Stay, though! Now the music is somewhat quicker—one might even suppose they were dancing!
So much the worse! I shall try to look between the fragile divisions, through a crack which has revealed itself to my notice.
What a singular spectacle it is; evidently the gilded youth of Nagasaki holding a great clandestine orgy! In an apartment as bare as my own, there are a dozen of them, seated in a circle on the ground, attired in long blue cotton dresses with pagoda sleeves, long, sleek, and greasy hair surmounted by European pot-hats; and beneath these, yellow, worn-out, bloodless, foolish faces. On the floor are a number of little spirit-lamps, little pipes, little lacquer trays, little teapots, little cups-all the accessories and all the remains of a Japanese feast, resembling nothing so much as a doll’s tea-party. In the midst of this circle of dandies are three overdressed women, one might say three weird visions, robed in garments of pale and indefinable colors, embroidered with golden monsters; their great coiffures are arranged with fantastic art, stuck full of pins and flowers. Two are seated with their backs turned to me: one is holding the guitar, the other singing with that soft, pretty voice; thus seen furtively, from behind, their pose, their hair, the nape of their necks, all is exquisite, and I tremble lest a movement should reveal to me faces which might destroy the enchantment. The third girl is on her feet, dancing before this areopagus of idiots, with their lanky locks and pot-hats. What a shock when she turns round! She wears over her face the horribly grinning, death-like mask of a spectre or a vampire. The mask unfastened, falls. And behold! a darling little fairy of about twelve or fifteen years of age, slim, and already a coquette, already a woman—dressed in a long robe of shaded dark-blue china crape, covered with embroidery representing bats-gray bats, black bats, golden bats.
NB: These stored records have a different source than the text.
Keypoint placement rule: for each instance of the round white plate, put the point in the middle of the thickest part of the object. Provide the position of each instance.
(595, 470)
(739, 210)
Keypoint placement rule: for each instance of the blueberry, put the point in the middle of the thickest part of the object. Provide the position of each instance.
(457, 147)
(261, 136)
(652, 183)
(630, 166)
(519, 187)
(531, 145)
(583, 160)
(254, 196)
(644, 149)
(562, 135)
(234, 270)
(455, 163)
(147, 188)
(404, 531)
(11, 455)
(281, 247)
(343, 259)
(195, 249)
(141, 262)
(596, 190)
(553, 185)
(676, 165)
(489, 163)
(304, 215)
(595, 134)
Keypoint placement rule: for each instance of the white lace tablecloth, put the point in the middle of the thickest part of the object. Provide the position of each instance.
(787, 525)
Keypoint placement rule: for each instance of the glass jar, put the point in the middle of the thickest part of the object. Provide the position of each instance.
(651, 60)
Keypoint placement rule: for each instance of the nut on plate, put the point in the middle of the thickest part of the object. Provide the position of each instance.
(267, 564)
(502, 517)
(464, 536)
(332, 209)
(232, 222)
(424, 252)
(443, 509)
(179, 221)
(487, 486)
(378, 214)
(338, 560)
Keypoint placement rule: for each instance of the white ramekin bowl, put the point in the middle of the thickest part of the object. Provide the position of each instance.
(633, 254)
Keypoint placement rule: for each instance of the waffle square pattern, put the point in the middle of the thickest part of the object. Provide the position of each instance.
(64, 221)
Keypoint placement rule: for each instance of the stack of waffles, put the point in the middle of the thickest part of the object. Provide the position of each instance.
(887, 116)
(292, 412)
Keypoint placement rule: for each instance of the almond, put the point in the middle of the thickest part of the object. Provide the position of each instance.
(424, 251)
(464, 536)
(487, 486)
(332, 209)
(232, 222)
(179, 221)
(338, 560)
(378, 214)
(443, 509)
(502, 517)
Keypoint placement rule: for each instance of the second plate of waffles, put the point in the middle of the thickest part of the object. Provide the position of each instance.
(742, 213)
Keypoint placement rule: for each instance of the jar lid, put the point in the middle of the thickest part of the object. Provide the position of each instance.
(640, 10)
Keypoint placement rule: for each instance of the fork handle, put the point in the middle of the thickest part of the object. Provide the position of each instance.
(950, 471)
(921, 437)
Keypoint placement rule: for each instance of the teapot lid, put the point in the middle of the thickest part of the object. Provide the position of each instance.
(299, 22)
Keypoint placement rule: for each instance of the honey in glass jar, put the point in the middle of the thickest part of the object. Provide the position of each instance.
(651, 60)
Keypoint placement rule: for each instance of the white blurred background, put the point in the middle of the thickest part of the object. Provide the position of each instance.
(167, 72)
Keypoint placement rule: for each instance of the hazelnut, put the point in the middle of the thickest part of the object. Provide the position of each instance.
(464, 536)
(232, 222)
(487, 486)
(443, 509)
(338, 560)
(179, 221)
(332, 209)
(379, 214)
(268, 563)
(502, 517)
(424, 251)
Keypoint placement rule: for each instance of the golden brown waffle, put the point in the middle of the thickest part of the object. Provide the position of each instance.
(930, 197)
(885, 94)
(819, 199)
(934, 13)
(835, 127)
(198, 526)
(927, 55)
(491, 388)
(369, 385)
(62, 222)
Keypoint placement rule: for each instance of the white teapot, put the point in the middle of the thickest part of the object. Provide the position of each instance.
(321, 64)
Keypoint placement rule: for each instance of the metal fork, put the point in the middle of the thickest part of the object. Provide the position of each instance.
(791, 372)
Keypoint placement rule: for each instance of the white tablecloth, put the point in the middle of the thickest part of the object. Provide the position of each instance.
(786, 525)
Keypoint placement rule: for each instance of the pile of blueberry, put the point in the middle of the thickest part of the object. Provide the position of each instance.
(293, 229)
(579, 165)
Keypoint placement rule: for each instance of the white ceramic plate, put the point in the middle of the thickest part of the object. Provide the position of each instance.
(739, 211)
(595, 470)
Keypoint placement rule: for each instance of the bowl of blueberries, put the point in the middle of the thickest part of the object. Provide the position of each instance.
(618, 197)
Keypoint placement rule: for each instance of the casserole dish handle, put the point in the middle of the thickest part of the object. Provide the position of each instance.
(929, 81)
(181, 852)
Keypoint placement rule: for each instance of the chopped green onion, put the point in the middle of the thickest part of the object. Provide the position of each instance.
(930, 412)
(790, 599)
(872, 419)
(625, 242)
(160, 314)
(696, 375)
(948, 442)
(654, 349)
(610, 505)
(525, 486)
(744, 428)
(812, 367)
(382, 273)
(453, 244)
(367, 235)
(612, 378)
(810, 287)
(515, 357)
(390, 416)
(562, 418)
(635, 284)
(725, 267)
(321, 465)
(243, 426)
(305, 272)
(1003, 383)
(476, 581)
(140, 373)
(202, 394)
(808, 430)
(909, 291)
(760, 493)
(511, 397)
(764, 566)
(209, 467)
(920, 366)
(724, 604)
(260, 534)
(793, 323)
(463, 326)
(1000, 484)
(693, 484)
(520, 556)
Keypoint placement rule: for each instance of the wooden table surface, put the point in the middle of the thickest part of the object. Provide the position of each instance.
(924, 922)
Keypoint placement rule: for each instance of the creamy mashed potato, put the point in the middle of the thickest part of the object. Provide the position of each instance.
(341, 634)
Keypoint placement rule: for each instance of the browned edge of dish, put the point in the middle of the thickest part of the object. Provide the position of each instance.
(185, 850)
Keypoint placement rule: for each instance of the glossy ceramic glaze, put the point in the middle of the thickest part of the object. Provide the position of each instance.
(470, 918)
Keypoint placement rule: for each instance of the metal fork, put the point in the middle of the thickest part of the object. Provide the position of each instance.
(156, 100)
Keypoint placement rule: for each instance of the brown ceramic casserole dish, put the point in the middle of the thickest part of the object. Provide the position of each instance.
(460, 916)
Suddenly there are steps on the stairs, the light foot steps of barefooted women pattering over the white mats. No doubt the first course of my luncheon is just about to be served. I fall back quickly, fixed and motionless, upon my black velvet cushion. There are three of them now, three waiting-maids who arrive in single file, with smiles and curtseys. One offers me the spirit-lamp and the teapot; another, preserved fruits in delightful little plates; the third, absolutely indefinable objects upon gems of little trays. And they grovel before me on the floor, placing all this plaything of a meal at my feet.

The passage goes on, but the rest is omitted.